Après une euphorie en 2008-2010, le marché tchèque des énergies renouvelables fait grise mise, le président Vaclav Klaus boudant les énergies vertes. Pour preuve : aucun programme thématique répondant aux enjeux de l’environnement n’est prévu pour la prochaine période budgétaire 2014-2020 ! Seule la production de chaleur s’en sort bien et peut attirer des investisseurs étrangers.

En 2011, ...

le solaire et l’éolien tchèque ont connu une véritable famine, avec respectivement seulement 6,2 MW et 2 MW de nouvelles installations. La croissance solaire du pays a été stoppée nette en 2010 et les installations dans ce secteur ne devraient pas dépasser 2,22 GW en 2021, selon le Business monitor international (BMI).

Seule la production de chaleur est encore soutenue dans le pays, constituant un marché de niche pour les investisseurs français intéressés.

Biomasse et hydroélectricité rescapées de la vague anti-EnR

En République tchèque, les EnR ne sont plus soutenues depuis 2010. Après 3 ans de « sur-subventionnement » de l’énergie solaire, le gouvernement a décidé de ne plus financer les nouvelles installations, dont le prix jugé « exagérément important » se répercutait sur la facture du consommateur.
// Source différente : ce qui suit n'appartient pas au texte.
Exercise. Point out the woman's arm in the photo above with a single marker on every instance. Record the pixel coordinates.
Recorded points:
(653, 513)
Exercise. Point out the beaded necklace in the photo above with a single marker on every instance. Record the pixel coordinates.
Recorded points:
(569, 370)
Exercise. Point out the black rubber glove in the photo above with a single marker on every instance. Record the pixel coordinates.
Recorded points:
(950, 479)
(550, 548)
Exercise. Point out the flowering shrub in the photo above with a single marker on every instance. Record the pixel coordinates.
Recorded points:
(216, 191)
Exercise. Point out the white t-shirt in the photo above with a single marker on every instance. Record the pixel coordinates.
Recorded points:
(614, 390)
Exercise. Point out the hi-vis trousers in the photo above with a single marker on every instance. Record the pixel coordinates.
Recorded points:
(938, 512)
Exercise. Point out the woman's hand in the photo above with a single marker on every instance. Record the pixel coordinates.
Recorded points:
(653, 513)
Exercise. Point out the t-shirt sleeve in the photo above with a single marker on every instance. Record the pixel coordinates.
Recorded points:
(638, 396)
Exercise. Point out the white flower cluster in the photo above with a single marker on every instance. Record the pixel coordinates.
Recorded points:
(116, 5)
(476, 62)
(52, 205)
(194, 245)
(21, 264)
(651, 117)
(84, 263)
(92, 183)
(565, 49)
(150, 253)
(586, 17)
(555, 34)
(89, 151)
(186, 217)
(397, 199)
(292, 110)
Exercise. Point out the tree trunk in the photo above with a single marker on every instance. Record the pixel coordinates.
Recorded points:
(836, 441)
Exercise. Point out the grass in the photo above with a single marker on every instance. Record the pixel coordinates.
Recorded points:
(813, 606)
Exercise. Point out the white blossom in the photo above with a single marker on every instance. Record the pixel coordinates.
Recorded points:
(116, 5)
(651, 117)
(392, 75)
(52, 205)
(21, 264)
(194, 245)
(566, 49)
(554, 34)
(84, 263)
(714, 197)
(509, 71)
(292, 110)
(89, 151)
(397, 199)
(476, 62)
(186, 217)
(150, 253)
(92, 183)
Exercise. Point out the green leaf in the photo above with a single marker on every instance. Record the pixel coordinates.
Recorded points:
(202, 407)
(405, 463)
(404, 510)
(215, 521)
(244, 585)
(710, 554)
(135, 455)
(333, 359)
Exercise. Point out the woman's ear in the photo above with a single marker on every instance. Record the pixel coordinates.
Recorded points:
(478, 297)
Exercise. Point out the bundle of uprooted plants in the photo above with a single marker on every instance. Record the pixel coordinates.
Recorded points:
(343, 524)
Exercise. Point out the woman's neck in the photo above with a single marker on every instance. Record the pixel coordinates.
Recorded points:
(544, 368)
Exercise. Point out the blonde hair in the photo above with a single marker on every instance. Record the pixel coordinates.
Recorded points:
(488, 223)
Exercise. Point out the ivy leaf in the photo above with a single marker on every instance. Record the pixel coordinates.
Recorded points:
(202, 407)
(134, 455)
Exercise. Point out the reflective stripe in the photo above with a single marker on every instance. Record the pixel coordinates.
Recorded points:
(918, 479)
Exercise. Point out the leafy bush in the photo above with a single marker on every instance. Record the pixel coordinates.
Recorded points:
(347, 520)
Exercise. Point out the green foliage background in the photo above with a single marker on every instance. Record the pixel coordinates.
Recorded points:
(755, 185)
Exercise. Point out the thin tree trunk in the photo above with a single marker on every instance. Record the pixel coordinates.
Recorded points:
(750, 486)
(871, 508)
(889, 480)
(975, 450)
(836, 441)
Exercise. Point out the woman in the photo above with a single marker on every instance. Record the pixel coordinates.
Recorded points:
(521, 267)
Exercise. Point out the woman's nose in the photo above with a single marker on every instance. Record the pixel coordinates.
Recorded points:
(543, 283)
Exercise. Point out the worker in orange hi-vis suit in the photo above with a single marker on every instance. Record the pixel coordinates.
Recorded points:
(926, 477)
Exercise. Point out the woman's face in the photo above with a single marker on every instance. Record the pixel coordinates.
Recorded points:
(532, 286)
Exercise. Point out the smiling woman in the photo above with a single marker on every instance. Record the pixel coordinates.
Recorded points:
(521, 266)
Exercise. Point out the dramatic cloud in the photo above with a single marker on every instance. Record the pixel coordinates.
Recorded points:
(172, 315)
La filière EnR n’est donc plus très populaire dans le pays sauf pour deux rescapés : la biomasse et l’hydroélectricité. Ces énergies bénéficient en effet encore de plusieurs avantages, au niveau de l’obtention des autorisations, des permis de construire et d’exploitation et de fonds européens (programmes régionaux).
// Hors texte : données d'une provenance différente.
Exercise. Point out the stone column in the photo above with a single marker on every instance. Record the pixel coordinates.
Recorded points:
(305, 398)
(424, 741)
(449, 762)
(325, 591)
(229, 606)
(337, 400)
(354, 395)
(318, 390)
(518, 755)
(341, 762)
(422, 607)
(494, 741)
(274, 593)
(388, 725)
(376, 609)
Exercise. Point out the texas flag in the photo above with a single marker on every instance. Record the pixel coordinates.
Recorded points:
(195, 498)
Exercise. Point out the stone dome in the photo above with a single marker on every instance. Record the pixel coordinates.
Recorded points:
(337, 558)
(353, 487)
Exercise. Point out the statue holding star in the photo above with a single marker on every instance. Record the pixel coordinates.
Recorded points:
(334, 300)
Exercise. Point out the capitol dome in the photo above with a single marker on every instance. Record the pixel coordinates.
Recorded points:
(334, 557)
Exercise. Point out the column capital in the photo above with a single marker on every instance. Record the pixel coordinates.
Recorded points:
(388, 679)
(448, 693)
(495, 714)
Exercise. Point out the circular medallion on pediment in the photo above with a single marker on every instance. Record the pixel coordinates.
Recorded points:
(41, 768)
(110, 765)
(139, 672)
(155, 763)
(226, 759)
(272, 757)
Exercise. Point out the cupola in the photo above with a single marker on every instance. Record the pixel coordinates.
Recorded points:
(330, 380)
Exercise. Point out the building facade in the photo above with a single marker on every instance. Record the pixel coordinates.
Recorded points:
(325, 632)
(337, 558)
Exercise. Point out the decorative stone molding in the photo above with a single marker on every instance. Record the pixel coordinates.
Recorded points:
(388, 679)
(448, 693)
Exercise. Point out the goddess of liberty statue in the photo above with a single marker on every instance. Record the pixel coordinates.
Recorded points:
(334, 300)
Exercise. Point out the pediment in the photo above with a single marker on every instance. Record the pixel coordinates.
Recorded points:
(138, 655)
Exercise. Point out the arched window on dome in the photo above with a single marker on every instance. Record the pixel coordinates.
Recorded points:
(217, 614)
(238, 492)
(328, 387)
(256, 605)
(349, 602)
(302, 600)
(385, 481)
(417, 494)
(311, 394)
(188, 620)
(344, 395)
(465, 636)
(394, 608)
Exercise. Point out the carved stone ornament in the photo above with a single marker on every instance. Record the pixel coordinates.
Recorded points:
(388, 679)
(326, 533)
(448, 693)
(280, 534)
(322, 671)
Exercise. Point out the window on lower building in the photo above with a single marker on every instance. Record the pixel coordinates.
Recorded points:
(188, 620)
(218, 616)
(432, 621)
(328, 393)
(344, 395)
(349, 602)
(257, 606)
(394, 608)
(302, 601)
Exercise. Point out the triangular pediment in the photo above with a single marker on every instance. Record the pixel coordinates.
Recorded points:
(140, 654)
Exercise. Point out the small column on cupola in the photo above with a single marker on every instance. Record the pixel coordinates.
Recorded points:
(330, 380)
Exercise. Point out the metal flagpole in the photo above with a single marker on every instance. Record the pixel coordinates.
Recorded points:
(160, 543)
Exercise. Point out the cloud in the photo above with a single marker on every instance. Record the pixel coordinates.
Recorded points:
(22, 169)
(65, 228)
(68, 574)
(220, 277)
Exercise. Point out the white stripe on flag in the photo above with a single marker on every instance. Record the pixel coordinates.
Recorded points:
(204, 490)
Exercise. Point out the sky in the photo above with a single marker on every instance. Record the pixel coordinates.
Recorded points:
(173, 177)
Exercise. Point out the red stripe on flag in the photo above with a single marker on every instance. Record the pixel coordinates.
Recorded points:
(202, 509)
Sans soutien politique, les EnR ont peu d’avenir

Les EnR n’ont pas énormément d’avenir sans aide de l’administration et des grandes institutions locales. Le président de la République, Vaclav Klaus, y est farouchement opposé et leur préfère largement l’énergie nucléaire.

« Il n’y a malheureusement aucune politique publique mise en œuvre pour soutenir les EnR » explique Ewen Extier, chef de pôle Industrie, transport, infrastructure du bureau Ubifrance à Prague. Et selon les prédictions du ministère du Développement régional, aucun programme suivant la thématique « environnement » n’est prévu pour la prochaine période budgétaire (fonds européens, 2014-2020).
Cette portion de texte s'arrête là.